Gizli Padişah R.T.E

“AKP ve Aydınlar” başlık ve 22 Kasım 2011 tarihli yazımda  AKP mutlak iktidarını inşa etmeye çalışıyor” diye yazdım.

Bu tanımlama devlet kurumları arasındaki görece “özerkliğin” ortadan kaldırılması çalışmasını ifade ediyor.  Daha doğrudan ifadeyle, yargı, yasama ve yürütme çalışmalarının bir tür tek elde toplanmasıdır.

Yasama ve yargı faaliyetlerinin yürütmeyi oluşturan iktidar partileştirilmesidir. Hükümet olmakla yetinmeme halidir. Devletin bütün kurumlarının yürütmenin dümen suyuna girmesidir.
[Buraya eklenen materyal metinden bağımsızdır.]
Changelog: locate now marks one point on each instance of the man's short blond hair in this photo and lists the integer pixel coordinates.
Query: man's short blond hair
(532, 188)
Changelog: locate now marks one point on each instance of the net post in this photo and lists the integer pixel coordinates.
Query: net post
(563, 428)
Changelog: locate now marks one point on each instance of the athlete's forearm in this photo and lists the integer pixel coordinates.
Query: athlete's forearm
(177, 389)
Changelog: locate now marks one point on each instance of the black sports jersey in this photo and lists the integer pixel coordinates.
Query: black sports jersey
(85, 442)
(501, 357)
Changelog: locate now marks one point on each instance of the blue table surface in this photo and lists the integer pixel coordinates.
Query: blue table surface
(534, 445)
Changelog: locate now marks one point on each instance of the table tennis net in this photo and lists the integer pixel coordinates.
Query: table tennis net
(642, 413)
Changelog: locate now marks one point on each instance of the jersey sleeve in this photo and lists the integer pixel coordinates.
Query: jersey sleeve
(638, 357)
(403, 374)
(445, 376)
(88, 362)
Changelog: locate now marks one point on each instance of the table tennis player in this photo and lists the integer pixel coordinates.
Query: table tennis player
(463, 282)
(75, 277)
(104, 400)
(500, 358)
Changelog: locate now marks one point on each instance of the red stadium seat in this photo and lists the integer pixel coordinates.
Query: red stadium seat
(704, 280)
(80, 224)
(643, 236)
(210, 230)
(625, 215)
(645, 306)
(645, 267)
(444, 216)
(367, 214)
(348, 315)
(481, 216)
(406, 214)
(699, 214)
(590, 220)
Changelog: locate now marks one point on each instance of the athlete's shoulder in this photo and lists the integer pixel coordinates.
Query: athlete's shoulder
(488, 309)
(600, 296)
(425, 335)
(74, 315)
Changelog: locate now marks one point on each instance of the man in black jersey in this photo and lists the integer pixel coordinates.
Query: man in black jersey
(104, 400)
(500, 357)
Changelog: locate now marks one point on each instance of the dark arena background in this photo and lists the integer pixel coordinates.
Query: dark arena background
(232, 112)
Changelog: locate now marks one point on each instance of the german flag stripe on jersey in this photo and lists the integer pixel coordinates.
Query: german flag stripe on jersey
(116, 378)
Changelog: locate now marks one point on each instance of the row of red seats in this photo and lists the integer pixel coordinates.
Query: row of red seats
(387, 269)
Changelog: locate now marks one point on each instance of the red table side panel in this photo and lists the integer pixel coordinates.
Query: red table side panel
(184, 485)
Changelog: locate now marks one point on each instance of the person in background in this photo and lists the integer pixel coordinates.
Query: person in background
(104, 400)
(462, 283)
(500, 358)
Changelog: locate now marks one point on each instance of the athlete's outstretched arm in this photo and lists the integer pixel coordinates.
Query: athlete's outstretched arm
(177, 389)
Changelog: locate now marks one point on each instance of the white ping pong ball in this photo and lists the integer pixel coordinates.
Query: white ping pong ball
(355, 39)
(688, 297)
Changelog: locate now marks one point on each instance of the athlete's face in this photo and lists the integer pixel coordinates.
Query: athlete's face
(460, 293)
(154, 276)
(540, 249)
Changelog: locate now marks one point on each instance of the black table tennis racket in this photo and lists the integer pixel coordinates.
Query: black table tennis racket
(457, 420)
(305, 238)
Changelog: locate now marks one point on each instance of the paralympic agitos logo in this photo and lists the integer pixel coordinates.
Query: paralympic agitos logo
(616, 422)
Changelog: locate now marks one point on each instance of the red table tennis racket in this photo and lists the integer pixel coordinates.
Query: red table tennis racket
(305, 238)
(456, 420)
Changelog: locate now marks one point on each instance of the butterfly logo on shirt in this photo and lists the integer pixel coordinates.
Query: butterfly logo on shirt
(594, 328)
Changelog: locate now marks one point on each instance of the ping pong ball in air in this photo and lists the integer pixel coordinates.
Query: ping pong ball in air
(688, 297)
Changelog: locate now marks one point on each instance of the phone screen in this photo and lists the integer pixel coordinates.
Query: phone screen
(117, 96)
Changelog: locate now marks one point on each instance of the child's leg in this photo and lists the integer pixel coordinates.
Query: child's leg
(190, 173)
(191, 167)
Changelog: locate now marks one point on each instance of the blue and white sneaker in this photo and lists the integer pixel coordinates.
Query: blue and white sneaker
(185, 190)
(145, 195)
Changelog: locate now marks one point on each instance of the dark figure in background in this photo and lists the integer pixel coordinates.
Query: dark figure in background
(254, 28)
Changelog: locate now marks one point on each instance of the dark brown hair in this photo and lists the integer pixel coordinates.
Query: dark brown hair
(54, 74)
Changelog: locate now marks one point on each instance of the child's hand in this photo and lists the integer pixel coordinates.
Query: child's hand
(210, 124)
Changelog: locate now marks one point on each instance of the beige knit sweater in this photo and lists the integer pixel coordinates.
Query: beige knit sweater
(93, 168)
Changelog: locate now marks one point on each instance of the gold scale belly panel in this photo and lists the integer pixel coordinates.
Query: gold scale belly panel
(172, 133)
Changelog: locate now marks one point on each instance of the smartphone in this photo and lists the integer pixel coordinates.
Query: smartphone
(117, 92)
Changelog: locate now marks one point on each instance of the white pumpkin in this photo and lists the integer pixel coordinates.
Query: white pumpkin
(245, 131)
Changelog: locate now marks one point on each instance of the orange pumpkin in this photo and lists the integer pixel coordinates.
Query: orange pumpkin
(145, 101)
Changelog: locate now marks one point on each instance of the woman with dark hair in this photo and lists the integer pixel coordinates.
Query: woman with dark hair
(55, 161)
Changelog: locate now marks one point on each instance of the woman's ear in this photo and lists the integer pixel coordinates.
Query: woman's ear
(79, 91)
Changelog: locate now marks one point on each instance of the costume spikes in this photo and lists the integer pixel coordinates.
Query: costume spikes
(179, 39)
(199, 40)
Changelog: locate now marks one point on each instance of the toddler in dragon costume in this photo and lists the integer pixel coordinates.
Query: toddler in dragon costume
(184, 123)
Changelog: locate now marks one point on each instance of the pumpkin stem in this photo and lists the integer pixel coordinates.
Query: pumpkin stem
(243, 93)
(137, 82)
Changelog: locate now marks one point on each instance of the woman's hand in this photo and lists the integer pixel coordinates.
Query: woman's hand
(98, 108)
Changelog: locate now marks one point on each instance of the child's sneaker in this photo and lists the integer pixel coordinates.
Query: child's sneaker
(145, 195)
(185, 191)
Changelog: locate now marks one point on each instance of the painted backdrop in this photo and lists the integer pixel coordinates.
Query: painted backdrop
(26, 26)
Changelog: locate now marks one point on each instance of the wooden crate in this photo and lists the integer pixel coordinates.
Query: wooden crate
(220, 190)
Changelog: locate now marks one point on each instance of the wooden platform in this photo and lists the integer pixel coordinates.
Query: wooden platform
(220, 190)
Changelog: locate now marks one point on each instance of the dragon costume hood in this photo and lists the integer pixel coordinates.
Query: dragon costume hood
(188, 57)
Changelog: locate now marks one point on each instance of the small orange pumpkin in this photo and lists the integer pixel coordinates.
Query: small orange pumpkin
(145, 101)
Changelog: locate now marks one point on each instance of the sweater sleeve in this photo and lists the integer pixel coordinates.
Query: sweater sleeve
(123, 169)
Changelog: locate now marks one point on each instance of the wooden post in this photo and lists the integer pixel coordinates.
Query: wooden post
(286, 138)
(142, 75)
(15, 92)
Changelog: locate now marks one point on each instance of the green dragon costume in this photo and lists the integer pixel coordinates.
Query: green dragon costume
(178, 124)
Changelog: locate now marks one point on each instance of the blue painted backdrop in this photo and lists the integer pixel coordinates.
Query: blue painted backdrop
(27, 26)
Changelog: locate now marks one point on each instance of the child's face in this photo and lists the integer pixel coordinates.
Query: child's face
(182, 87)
Şimdiler bazı liberallerimiz buna, seçilmiş siyasal iradeye,  atanmışların tabi olması diyorlar.

Bu, yasama ve yargı faaliyetinin evrensel normlardan uzaklaşılması, denetim ve kontrol mekanizmalarının ortadan kaldırılması anlamına geliyor.

Bir devletin hukuk devleti mi, guguk devleti mi olduğunu gösteren, tam da budur.
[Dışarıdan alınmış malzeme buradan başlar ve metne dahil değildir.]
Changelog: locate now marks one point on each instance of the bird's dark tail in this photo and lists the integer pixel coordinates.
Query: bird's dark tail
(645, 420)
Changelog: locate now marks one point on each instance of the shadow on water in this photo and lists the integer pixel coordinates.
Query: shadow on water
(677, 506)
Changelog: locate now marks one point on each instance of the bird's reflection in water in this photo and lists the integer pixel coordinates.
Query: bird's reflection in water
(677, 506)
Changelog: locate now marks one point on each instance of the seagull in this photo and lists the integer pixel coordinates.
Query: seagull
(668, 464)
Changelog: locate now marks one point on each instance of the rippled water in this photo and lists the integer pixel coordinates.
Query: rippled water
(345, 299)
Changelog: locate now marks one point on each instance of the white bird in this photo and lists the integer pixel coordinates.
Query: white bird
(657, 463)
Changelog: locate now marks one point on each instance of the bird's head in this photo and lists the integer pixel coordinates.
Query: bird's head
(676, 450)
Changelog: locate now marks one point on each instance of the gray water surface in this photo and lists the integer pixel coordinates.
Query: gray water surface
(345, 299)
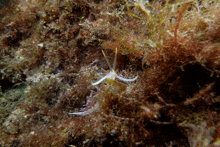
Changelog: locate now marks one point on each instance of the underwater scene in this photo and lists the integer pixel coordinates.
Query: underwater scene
(97, 73)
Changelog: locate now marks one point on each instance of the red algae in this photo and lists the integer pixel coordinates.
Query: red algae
(51, 53)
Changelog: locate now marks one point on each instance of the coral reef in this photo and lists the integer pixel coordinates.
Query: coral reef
(51, 53)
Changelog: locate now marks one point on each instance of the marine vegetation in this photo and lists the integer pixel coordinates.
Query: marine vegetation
(163, 90)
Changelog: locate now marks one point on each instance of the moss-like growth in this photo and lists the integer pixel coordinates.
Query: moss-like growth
(51, 52)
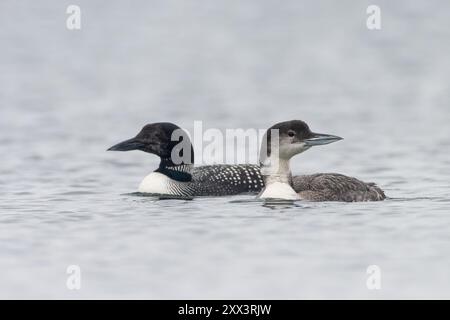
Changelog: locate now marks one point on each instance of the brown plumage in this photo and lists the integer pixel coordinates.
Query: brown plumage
(335, 187)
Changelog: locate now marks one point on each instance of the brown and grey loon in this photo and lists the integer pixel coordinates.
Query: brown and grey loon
(182, 178)
(294, 137)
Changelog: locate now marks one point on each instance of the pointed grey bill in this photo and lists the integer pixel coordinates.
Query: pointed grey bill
(319, 139)
(127, 145)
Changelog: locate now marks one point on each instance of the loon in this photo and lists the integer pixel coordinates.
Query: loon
(295, 137)
(181, 178)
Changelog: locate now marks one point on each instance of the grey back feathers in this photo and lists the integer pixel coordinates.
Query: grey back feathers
(335, 187)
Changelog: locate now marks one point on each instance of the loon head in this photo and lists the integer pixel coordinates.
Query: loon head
(292, 137)
(164, 139)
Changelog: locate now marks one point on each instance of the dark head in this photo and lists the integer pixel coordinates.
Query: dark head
(164, 139)
(294, 137)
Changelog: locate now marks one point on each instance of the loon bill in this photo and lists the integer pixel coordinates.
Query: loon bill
(185, 180)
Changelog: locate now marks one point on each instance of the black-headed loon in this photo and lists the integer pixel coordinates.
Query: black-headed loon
(271, 181)
(183, 178)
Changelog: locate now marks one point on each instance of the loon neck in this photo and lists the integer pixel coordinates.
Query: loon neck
(276, 170)
(179, 172)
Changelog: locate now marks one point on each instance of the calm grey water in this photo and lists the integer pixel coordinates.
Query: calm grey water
(66, 96)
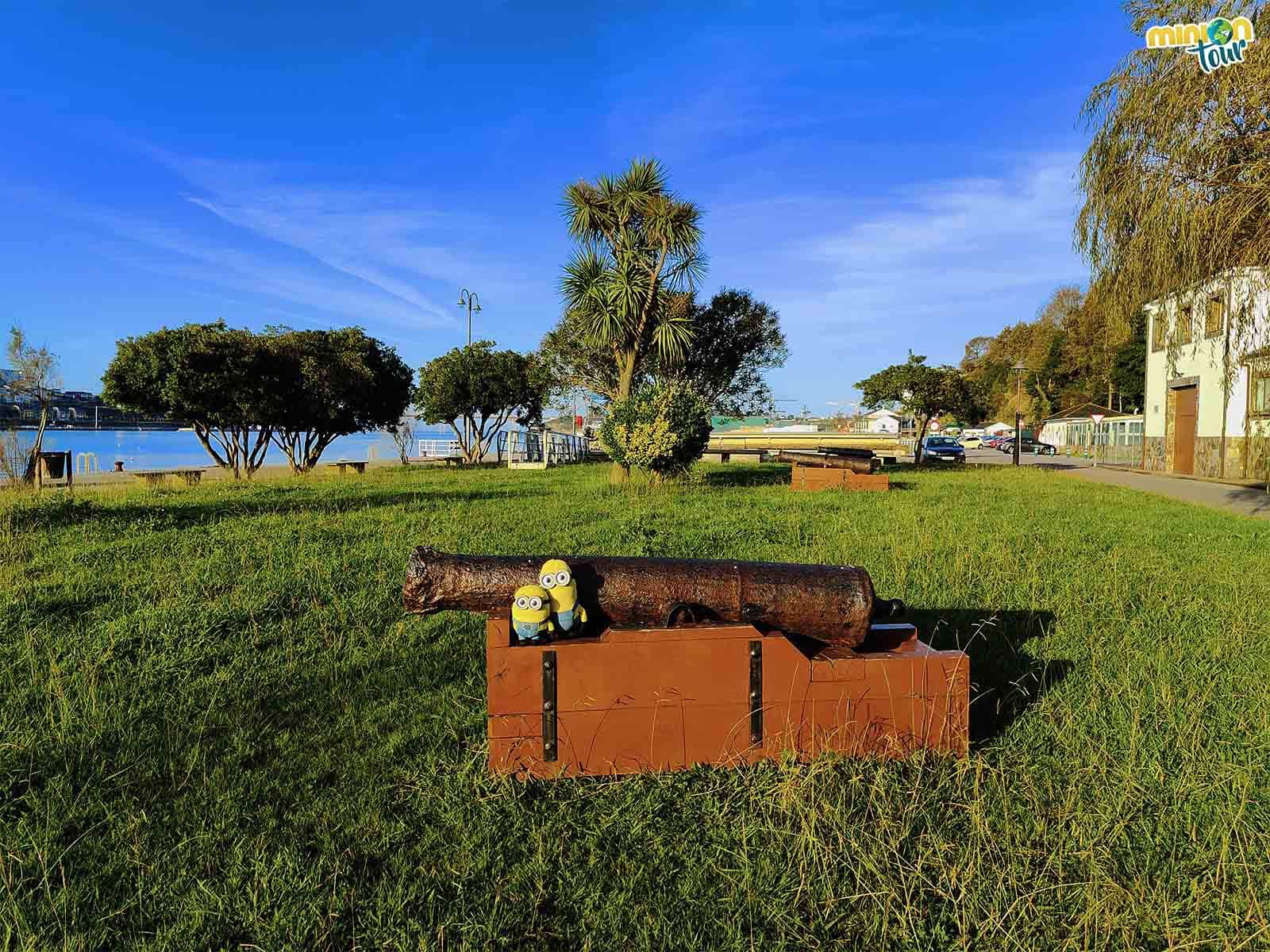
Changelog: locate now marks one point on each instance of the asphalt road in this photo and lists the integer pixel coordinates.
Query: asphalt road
(1218, 495)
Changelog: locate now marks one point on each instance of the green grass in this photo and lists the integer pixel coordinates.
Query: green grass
(219, 730)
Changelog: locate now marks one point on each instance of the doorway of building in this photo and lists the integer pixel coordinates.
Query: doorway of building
(1185, 412)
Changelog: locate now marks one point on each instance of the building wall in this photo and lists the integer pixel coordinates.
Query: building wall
(1203, 363)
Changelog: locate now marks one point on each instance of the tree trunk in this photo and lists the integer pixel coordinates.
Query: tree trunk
(921, 436)
(829, 602)
(619, 473)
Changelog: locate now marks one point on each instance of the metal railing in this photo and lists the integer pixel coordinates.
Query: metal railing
(440, 448)
(541, 447)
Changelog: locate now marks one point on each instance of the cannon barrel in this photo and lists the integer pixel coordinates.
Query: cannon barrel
(829, 602)
(856, 461)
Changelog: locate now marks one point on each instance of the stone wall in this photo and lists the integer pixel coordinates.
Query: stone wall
(1170, 412)
(1208, 456)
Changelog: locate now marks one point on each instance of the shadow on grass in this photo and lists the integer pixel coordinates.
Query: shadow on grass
(1005, 679)
(752, 475)
(182, 509)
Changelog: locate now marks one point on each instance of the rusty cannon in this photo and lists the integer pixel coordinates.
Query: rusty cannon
(832, 603)
(861, 461)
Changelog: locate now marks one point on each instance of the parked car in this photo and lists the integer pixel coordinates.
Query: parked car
(1028, 446)
(944, 450)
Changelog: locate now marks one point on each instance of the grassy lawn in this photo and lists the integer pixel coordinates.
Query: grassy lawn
(219, 730)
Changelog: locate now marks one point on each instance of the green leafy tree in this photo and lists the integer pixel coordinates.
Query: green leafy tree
(736, 340)
(638, 257)
(222, 381)
(1176, 178)
(926, 393)
(1130, 368)
(483, 390)
(660, 428)
(332, 384)
(35, 378)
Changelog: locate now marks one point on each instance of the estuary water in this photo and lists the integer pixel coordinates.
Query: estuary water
(159, 450)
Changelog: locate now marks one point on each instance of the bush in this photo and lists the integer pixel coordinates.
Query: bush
(660, 428)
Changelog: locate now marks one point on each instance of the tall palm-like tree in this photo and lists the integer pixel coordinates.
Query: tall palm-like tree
(637, 264)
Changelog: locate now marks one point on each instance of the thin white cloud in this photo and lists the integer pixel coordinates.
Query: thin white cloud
(926, 267)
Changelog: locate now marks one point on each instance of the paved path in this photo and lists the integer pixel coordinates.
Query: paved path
(1218, 495)
(1233, 499)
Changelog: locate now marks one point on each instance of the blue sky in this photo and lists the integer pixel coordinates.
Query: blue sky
(888, 181)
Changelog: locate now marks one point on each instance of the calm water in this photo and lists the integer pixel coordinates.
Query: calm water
(154, 450)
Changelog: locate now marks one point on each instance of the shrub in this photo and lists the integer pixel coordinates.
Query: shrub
(660, 428)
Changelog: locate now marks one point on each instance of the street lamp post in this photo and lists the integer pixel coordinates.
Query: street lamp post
(469, 300)
(1019, 370)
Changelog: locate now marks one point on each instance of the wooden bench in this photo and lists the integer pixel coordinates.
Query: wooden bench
(359, 465)
(156, 478)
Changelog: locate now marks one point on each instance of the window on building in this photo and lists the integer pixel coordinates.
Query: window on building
(1185, 323)
(1213, 317)
(1259, 391)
Mutlak iktidar olma arzusu, aynı zamanda hukukun bütün devlet işleyişine egemen olma gayesinden uzaklaşılmasıdır. Bu nedenle AKP hükümeti, yasal, hukuksal düzenlemelerle yürütme faaliyetlerini yapmak yerine fili durumlar yaratarak yapıyor.

Bunun iyi anlaşılması için birkaç örnek vereyim. Kürt Açılımı sürecinde Kandil ve Maxmur’dan gelen PKK’liler serbest bırakıldı ama aynı insanlar, AKP açılım dönemini bitirdiğinde, aynı nedenle  sekiz ay sonra tutuklandılar.
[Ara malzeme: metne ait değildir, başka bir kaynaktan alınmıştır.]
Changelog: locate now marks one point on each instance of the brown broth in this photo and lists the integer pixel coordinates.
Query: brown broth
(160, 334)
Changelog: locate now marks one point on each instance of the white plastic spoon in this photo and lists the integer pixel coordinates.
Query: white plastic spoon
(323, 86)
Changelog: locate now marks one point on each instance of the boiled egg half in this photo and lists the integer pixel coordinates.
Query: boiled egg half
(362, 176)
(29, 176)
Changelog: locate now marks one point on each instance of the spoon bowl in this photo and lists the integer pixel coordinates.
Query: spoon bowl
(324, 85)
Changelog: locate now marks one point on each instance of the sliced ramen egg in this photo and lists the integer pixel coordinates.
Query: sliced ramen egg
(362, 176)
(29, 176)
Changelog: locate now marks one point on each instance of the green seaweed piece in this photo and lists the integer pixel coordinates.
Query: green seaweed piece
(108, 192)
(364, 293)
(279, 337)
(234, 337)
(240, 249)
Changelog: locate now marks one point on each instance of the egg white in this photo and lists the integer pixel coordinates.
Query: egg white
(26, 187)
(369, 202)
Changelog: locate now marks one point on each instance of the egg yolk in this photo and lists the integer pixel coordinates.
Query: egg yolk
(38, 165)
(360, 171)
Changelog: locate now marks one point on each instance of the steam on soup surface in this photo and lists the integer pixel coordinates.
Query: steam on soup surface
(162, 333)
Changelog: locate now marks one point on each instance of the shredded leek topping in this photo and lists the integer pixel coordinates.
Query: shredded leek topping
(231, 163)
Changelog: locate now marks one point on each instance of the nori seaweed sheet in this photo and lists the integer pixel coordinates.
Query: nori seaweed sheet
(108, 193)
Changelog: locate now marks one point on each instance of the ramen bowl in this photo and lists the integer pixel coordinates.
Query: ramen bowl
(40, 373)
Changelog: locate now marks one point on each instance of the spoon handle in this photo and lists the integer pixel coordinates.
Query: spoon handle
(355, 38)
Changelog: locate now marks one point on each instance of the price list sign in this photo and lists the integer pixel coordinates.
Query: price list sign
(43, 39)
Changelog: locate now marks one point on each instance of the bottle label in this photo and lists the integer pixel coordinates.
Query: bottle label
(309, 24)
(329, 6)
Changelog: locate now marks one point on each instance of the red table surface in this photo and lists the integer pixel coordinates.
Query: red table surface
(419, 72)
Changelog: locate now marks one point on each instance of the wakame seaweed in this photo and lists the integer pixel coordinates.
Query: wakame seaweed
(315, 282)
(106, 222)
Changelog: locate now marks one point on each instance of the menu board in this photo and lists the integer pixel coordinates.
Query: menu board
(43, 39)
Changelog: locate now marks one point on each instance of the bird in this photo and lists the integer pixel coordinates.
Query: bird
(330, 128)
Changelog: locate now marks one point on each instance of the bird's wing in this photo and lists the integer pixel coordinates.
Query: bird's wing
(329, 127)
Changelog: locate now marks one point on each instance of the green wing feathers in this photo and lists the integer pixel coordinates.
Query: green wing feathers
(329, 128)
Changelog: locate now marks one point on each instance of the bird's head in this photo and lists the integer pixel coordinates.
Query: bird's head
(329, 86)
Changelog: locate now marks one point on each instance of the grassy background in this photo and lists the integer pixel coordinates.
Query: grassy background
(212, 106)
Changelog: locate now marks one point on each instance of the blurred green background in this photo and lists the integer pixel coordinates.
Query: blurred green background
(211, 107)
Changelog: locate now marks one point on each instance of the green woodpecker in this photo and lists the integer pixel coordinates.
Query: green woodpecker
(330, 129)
TRT 6’da Kürtçe yayın yapılmasına başlanırken, anadil yasağının devam etmesi.

Mahkemelerde anadille savunma yapmak isteyen Kürt siyasetçilerin savunma yapmalarına izin verilmeden üç yıla yakın  bir süredir tutuklular. Ama Perşembe gecesi TRT 6’da İki Dil Bir Bavul filmi gösterildi.

Dün İmralı’da tutuklu Abdullah Öcalan ile Kandil arasından bizzat devlet görevlileri veya onların görevlendirdikleri avukatlar kuryelik yaptı. Bugün aynı nedenle tutukluyor.

Geçmişte yapılanlardan dolayı 12 Ağustos 2005 yılından Diyarbakır’da Kürtlerden, gecen hafta Ankara’da Dersimsilerden,  devlet adına özür dileyen Başbakan, bugün özünde aynı politikaları değişik biçimlerde sürdürüyor.

İşine geldiğinde AKP hükümeti, işine geldiğinde AKP devleti, Başbakanda devletin başı oluyor.

AKP politikalarının gereği bir gün yasaları yok saymayı gerektiriyor, bir başka gün katı bir biçimde uygulamayı.

Bu gizli padişahlık değil de nedir Allah aşkına?

5 Aralık 2011 Pazartesi günü, saat:10.00’da Hrant İçin Adalet İçin Beşiktaş’ta adliyesinde.

6 Aralık 2011 Salı günü Diyarbakır’da İHD Şube başkanı Muharrem Erbay ve beş arkadaşının davasında.

Yargı ve yürütmenin nasıl tek vücut olduğunu görmek isteyenler, fiziki olarak olmasa da kulaklarıyla, yürekleriyle Beşiktaş’ta, Diyarbakır’da olmalılar.

Yetmediyse 27 Aralık 2011 Çağlayan’da Ahmet Şık, Nedim Şener davasını kaçırmasınlar. Orada polis, yargı, yürütmeyi çok rahat kol kola görülecektir.

Demokrasi, hukuk buysa, yargı buysa biz almayalım kalsın. Çünkü R.T.E’dan gelecek, demokrasiden de, hukuktan da kimseye bir hayır gelmez. Onun hayrı kendine, demokrasisi kendine, hukuku kendine, yargısı kendine.

 

Biz hep birlikte düşünelim: “iktidarlaşmış yargıya, mutlak iktidar olmak isteyenleri”  tanımıyoruz demenin zamanı geldi mi diye? Gizli padişah R.T.E,   başka türlü durdurulamaza benziyor.